Tuesday, July 15, 2008
surprisingly these few days, I've been at peace. until, Mrs Loh said she'll be calling my parents. like SIGH. mids got me thinking quite abit... and strangely enough after that one time, it was as if the storm was over. not that sunshine is out and shining scorchingly everyday, but it's been pretty fair weather. sometimes I wonder when I speak in riddles, when I grow up and look back at such entries, will I know what I was talking about back then. it makes me wonder...
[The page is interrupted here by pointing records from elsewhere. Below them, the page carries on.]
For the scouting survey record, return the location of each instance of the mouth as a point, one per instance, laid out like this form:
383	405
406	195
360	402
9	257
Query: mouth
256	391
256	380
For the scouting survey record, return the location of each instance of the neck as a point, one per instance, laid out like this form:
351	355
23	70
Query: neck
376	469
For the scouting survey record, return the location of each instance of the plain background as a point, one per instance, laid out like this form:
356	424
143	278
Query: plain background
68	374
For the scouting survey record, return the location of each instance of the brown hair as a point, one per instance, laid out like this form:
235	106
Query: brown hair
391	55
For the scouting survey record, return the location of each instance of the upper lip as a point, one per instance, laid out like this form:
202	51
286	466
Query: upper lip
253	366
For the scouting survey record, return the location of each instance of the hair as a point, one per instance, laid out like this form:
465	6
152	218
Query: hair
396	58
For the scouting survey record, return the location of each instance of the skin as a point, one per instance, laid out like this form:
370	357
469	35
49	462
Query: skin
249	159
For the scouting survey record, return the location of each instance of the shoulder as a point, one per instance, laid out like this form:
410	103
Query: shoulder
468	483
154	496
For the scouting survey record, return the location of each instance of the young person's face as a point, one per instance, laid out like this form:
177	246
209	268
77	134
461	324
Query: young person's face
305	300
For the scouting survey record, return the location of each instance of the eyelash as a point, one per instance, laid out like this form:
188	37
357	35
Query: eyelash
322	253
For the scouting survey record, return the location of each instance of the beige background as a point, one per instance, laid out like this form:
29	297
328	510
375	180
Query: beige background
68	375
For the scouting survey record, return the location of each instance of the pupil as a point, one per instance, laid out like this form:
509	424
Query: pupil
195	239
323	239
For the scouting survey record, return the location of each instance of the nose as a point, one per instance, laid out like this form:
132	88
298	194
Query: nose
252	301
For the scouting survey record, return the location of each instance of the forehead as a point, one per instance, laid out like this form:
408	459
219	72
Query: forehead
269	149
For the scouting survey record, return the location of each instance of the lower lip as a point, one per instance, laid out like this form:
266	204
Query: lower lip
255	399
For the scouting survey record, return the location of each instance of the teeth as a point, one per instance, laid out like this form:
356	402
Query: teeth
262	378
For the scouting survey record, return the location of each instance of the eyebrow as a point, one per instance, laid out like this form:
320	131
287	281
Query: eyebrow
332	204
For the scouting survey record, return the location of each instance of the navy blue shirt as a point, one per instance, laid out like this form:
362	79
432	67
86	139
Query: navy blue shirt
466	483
it's officially the 2nd week of lessons, and honestly I dislike going to school. somehow, it's ironic that as you learn more, you also find yourself being dissatisfied more. what then becomes the purpose of life? life is supposedly something whole...yet often, we find ourselves going around in circles, pushed about by what we unconsciously allow ourselves to, and in the end we don't know what we really want. it's confusing right? I'm confused too.

today I came up with this conclusion that my brain has started to degenerate. my mind is slow, my memory is literally non-existent. this goes in line with what my granny told me about soy bean speeding up brain degeneration aka me.

studying is like the dreadful 2.4km to me- tiring, exhausting and there's barely any sense of direction in that. you just go round and round and round so that you can make the grade. then after that, it's as if you didn't do it. so how does it affect our work life in the future? is failure ever accepted?